7月26日付 情報 Exjade News

ドイツの支払者の観点から輸血依存性MDS患者の医療費を解析
Cost of transfusion-dependent myelodysplastic syndrome (MDS) from a German payer's perspective.

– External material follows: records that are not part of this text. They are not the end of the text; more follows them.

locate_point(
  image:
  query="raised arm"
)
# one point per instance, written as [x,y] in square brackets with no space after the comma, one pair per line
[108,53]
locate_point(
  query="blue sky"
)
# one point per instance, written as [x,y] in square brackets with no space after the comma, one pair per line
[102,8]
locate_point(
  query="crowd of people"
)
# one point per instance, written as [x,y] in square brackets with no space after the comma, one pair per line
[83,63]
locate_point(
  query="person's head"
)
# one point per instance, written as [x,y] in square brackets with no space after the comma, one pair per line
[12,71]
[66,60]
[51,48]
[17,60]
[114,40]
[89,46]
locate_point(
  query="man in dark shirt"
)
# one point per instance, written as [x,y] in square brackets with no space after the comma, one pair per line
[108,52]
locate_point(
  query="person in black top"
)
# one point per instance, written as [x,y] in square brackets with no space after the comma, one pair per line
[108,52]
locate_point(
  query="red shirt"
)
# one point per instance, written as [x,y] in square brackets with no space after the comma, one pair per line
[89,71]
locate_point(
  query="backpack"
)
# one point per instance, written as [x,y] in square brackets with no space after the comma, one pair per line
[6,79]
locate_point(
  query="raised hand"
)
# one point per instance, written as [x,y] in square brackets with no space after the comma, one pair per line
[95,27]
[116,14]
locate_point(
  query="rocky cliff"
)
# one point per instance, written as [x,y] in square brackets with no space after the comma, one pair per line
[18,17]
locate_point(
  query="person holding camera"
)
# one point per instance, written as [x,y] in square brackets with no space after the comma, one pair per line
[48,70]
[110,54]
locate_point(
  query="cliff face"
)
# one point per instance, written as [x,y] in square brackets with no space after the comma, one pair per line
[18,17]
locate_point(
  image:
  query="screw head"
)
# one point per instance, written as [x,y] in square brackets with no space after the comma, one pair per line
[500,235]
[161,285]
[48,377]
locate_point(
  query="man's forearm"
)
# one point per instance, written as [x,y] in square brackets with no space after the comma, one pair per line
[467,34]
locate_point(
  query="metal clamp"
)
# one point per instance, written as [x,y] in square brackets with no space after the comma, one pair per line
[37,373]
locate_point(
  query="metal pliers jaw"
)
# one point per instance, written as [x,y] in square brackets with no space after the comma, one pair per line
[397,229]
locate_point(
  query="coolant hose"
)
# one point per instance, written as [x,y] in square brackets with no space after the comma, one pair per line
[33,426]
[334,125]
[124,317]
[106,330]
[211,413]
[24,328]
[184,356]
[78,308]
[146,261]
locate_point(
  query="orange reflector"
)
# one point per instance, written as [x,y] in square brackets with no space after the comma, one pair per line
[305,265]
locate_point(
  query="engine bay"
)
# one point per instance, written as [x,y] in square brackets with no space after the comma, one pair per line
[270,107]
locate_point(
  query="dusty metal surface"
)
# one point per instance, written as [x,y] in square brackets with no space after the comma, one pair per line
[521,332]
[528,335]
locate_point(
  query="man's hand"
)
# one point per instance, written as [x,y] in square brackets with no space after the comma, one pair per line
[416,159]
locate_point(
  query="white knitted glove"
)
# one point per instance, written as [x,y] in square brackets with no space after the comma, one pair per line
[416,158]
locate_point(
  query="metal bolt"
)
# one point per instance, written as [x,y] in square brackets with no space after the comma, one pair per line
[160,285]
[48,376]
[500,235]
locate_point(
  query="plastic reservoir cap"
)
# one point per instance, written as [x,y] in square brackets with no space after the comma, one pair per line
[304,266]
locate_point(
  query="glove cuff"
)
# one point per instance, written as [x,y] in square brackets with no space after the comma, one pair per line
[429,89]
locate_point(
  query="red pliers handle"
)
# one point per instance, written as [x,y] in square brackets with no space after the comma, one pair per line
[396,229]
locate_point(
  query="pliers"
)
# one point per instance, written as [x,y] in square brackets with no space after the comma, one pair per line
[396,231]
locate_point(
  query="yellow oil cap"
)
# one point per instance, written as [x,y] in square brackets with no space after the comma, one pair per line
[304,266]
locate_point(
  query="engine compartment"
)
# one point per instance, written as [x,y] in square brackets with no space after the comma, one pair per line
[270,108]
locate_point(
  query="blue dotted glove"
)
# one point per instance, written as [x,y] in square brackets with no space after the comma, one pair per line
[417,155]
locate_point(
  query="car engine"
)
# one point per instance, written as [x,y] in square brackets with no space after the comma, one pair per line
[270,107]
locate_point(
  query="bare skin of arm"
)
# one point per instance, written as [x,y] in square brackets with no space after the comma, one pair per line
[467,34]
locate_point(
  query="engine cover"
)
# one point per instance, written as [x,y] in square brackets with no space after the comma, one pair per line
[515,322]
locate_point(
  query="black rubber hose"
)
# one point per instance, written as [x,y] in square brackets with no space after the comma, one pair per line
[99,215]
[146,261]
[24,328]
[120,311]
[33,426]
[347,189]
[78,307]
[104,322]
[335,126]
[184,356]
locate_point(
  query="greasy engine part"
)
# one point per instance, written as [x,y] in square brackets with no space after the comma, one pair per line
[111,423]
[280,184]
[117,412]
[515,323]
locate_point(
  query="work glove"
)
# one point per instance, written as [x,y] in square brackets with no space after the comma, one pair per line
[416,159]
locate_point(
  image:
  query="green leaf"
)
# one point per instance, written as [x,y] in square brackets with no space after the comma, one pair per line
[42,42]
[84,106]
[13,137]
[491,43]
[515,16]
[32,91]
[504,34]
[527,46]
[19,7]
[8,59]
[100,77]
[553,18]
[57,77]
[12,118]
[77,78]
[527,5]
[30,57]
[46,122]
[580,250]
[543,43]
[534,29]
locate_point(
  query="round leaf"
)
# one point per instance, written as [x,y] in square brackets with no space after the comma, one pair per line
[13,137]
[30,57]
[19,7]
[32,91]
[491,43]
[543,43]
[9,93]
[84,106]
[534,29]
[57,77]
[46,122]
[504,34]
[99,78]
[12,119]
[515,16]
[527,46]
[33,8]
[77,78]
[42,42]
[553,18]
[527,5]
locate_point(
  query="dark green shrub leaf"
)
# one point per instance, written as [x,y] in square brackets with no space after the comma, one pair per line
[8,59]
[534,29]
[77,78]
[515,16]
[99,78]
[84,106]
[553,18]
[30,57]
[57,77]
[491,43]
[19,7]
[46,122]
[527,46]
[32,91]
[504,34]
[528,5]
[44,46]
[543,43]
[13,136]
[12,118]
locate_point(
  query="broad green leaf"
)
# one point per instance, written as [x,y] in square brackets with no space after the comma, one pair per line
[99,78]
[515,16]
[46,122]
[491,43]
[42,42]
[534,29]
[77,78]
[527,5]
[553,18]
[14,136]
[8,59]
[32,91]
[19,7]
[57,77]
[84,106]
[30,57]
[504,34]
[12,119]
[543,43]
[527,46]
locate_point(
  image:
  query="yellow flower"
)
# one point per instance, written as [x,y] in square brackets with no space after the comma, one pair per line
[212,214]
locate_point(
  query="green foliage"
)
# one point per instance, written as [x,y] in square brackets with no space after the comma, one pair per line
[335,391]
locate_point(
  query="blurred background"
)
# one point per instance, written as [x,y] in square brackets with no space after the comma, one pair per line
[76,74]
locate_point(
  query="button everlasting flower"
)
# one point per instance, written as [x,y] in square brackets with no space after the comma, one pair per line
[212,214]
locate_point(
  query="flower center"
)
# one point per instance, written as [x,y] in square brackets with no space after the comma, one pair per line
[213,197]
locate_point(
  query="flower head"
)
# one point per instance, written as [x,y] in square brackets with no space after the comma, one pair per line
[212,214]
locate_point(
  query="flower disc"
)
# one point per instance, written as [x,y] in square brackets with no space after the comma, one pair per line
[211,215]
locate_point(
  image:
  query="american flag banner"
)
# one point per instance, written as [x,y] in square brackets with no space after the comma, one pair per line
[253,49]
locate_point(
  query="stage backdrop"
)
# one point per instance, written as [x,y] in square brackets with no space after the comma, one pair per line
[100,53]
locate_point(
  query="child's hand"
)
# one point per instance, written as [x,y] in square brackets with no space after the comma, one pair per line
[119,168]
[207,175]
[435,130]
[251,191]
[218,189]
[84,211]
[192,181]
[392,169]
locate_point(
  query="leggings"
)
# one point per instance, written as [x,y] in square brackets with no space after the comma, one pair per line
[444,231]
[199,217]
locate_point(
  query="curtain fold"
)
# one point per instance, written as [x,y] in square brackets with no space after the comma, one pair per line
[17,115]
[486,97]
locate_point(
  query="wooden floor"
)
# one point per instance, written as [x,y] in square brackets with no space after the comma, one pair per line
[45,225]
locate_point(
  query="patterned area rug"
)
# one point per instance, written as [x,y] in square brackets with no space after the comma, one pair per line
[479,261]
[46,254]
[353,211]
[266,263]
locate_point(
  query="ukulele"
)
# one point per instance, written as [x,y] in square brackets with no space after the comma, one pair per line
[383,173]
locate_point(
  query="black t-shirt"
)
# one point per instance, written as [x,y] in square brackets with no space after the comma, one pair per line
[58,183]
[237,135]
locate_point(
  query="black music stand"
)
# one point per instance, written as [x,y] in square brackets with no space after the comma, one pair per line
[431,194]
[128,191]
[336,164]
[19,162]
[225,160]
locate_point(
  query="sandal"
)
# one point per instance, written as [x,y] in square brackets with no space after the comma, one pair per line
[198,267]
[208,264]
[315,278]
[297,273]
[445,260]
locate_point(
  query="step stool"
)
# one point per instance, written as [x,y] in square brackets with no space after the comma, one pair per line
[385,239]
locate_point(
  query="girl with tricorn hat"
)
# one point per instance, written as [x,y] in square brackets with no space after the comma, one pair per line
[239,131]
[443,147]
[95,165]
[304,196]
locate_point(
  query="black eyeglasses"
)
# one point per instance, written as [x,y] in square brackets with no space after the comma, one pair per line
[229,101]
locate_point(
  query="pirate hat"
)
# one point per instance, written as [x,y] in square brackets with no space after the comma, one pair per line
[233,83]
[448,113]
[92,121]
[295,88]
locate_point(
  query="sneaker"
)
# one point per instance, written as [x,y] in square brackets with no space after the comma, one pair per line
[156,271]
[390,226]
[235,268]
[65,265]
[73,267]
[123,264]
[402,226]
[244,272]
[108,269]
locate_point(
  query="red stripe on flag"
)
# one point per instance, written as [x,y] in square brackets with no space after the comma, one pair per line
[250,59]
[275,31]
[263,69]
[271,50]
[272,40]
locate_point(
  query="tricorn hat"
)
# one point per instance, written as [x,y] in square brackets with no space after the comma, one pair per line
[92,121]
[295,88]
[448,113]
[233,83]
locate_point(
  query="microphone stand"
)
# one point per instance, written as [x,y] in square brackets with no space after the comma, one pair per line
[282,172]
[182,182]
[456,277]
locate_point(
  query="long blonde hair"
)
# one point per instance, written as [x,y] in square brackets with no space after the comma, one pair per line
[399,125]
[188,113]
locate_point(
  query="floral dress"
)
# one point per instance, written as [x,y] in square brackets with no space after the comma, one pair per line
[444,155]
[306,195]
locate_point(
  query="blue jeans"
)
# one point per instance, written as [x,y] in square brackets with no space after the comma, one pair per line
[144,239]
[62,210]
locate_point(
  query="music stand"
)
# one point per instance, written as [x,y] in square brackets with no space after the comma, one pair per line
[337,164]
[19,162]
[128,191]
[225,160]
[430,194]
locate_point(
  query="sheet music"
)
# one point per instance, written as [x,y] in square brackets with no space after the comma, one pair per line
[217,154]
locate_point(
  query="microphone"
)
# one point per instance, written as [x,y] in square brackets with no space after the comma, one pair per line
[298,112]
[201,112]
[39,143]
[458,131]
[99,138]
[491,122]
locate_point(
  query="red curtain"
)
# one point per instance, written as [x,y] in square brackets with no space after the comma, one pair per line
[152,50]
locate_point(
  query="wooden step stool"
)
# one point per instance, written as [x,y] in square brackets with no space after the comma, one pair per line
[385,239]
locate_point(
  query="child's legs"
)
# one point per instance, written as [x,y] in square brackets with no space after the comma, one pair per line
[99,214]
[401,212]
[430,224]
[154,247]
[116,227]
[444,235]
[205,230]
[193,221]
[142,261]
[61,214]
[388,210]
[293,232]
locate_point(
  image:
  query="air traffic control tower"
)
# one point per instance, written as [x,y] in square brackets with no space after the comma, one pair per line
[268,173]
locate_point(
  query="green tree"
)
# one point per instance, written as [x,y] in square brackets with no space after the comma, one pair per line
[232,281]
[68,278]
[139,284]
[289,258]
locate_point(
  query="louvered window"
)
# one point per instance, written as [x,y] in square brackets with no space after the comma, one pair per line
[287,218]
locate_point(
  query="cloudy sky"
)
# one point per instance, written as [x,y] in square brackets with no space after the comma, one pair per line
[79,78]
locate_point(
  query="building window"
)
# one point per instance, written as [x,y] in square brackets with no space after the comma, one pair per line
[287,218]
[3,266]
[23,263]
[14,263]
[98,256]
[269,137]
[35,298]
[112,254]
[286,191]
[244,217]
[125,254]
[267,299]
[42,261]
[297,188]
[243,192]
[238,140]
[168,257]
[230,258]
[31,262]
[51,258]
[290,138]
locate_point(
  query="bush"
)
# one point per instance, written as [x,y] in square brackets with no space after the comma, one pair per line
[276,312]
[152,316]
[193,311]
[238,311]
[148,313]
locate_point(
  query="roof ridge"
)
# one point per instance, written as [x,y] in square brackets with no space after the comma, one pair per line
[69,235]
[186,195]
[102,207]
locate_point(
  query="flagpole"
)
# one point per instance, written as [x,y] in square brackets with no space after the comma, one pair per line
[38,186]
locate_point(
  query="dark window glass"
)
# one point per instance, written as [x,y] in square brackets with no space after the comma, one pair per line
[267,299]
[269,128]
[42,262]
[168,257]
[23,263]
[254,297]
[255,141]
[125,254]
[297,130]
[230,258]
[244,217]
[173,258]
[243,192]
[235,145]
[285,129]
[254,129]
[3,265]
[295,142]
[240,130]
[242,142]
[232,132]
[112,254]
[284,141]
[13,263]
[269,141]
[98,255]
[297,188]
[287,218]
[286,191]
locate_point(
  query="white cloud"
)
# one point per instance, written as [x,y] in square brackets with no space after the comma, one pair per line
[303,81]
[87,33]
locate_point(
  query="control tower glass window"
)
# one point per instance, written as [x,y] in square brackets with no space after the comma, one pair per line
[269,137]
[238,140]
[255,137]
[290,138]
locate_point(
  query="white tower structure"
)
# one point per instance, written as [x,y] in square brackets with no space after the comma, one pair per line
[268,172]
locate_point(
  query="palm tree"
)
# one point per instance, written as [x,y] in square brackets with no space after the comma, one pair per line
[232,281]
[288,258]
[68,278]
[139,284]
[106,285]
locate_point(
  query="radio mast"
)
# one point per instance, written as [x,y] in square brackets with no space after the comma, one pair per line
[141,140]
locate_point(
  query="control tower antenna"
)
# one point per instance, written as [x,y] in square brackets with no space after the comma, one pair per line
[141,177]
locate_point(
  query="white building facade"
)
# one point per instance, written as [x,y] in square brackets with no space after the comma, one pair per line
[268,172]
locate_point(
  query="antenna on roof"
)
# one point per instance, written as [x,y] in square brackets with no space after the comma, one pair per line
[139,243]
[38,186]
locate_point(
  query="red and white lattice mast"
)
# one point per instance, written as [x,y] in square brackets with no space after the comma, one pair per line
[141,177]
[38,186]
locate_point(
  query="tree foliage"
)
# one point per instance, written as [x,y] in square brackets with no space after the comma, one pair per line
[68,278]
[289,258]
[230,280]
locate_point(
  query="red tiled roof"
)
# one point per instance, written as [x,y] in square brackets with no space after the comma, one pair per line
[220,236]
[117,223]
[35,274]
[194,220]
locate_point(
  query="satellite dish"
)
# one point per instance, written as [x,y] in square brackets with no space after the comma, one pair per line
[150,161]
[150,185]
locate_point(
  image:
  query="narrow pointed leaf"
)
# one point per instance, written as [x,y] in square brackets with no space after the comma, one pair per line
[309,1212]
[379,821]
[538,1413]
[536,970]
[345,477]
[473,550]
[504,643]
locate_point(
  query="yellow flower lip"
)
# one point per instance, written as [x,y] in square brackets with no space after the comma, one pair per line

骨髄異形成症候群(MDS)患者に対しては、同種幹細胞移植が唯一の根治療法である。このため、生涯にわたる緩和的治療には高い医療費がかかる。ドイツにはMDSの治療費用に関する研究がないことから、本試験では、ドイツにおいて輸血依存性Low/Int-1-リスクのあるMDSの治療費用を、支払者の観点から評価、解析した。7センターにおいて、選択的5q-欠失のある患者、ない患者を含め、Low/Int-1-リスク輸血依存性MDS患者116例を同定した。医療利用データを後方視的に収集するために、過去5年間の請求書データと患者記録を使用した。一般公開されている料金表と報酬体系を適用し、2007年を基準年として、ユーロの年間平均費用を検討した。MDS患者の年間費用は14,883ユーロと推定された。サブグループ解析では、病院治療であるか診療所治療であるかで、治療患者の特徴と予後の差が示された。病院で治療された患者の費用はより高いことが示されたが、その理由は明らかにする必要がある。全体としては、それぞれのサブグループでの年間直接費用は、12,543 (SD 12,967) ユーロから24,957 (SD 36,399)ユーロの範囲であった。両群ともに、5q-欠失のある患者はない患者と比べて、より多くの薬剤を使用した。診療所治療の平均薬剤費は、選択的5q-欠失患者では5,902ユーロ vs 欠失のない患者では3,932 ユーロであった。MDSは、医療施設の利用が多く、医療制度の費用がかかることから、基本的なサービスの詳細な分析が必要である。